– Воздадите Божия Богови и кесарева кесаревы.
– А ты, отче, что скажешь? – обернулся царь к Стефану.
Пока говорил Прокопович, Стефан сидел, опустив голову, смежив глаза, как будто дремал, и старчески бескровное лицо его казалось мертвым. Но Петру чудилось в этом лице то, чего боялся и что ненавидел он больше всего – смиренный бунт. Услышав голос царя, старик вздрогнул, как будто очнулся, и произнес тихо:
– Куда уж мне говорить о толиком деле, ваше величество! Стар я да глуп. Пусть говорят молодые, а мы послушаем…

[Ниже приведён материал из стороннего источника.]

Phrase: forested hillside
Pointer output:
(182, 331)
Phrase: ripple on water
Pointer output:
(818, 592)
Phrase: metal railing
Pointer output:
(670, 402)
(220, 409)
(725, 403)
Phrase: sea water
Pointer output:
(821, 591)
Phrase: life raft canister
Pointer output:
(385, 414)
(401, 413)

И опустил голову еще ниже, – еще тише прибавил:
– Против речного стремления нельзя плавать.
– Все-то ты, старик, хнычешь, все куксишься! – пожал царь плечами с досадою. – И чего тебе надо? Говорил бы прямо!
Стефан посмотрел на царя, вдруг съежился весь, и с таким видом, в котором было уже одно смирение, без всякого бунта, заговорил быстро-быстро и жадно, и жалобно, словно спеша и боясь, что царь не дослушает:
– Государь премилостивейший! Отпусти ты меня на покой, на безмолвие. Служба моя и трудишки единому Богу суть ведомы, а отчасти и вашему величеству, на которых силу, здравие, а близко того, и житие погубил. Зрение потемнело, ноги ослабли, в руках персты хирагма скривила, камень замучил. Одначе, во всех сих бедствиях моих, единою токмо милостию царскою и благопризрением отеческим утешался, и все горести сахаром тем усладился. Ныне же вижу лицо твое от меня отвращенно и милость не по-прежнему. Господи, откуда измена сия?..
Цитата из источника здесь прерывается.